En «hérésiarque du cubisme»(chef d'une secte hérétique), il se défendait d’appartenir aux «futuristes», mais les remous  autour de ses disques colorés, le dynamisme de « L’Equipe de Cardiff » et ses recherches du mouvement l’en rapprochent.
Ses « Formes circulaires, Soleil n° 2 » éblouissent, tournent et vibrent.
Réformé, il habite en Espagne et au Portugal.
Il cherche toujours la nouveauté : «La femme portugaise ».

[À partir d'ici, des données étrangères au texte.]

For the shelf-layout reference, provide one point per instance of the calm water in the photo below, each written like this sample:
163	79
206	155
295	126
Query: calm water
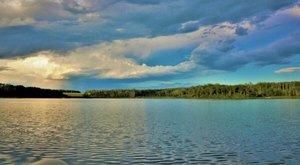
97	131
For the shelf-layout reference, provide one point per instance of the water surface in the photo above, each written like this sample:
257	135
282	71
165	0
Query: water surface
96	131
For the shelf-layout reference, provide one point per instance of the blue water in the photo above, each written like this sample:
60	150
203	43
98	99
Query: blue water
127	131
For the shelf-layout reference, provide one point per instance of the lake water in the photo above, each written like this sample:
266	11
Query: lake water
96	131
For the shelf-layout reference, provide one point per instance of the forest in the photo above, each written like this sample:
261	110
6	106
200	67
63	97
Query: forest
259	90
19	91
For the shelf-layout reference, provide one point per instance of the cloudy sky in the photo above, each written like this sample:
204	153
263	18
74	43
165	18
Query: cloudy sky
87	44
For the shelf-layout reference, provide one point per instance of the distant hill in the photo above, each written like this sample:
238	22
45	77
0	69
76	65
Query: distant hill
19	91
216	91
259	90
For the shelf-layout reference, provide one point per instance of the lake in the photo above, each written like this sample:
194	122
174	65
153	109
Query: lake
128	131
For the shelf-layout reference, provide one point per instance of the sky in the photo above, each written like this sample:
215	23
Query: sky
105	44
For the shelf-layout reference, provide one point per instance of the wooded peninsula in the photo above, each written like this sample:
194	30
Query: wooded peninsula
214	91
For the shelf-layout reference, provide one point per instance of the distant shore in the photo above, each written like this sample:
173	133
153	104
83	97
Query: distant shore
265	90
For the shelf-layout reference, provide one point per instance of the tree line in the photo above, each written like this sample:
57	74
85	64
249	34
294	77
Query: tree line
19	91
206	91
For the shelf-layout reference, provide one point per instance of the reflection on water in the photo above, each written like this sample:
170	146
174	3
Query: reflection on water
150	131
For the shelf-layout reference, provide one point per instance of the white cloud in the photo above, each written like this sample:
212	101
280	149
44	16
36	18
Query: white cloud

L’ami Tristan Tzara se tient devant « Le manège des cochons ».
Les phonographes de
« La Baraque des poètes »  rappellent les liens avec les expérimentations musicales. Loin des chevalets il intègre la peinture monumentale à l’architecture.
« Relief gris »
. Il travaille avec de la caséine, des plâtres, propose des colorations dans la masse, des inclusions de graines, des installations en rhodoïd.
Il réalise la décoration du « Palais de l'air » et celui du chemin de fer pour l’exposition universelle de 1937.
Il avait déjà réalisé une autre « Tour Eiffel » pour l’Exposition internationale des arts décoratifs et industriels modernes en 1926.
Formé dans un atelier de décorations de théâtre, une de ses dernières interventions sera pour les ballets russes de Diaghilev dont il fit les décors
alors que Sonia se voyait confier les costumes. 
Il est mort en 1941.
«Rythme, Joie de vivre»
était destiné à un projet inabouti de phalanstère.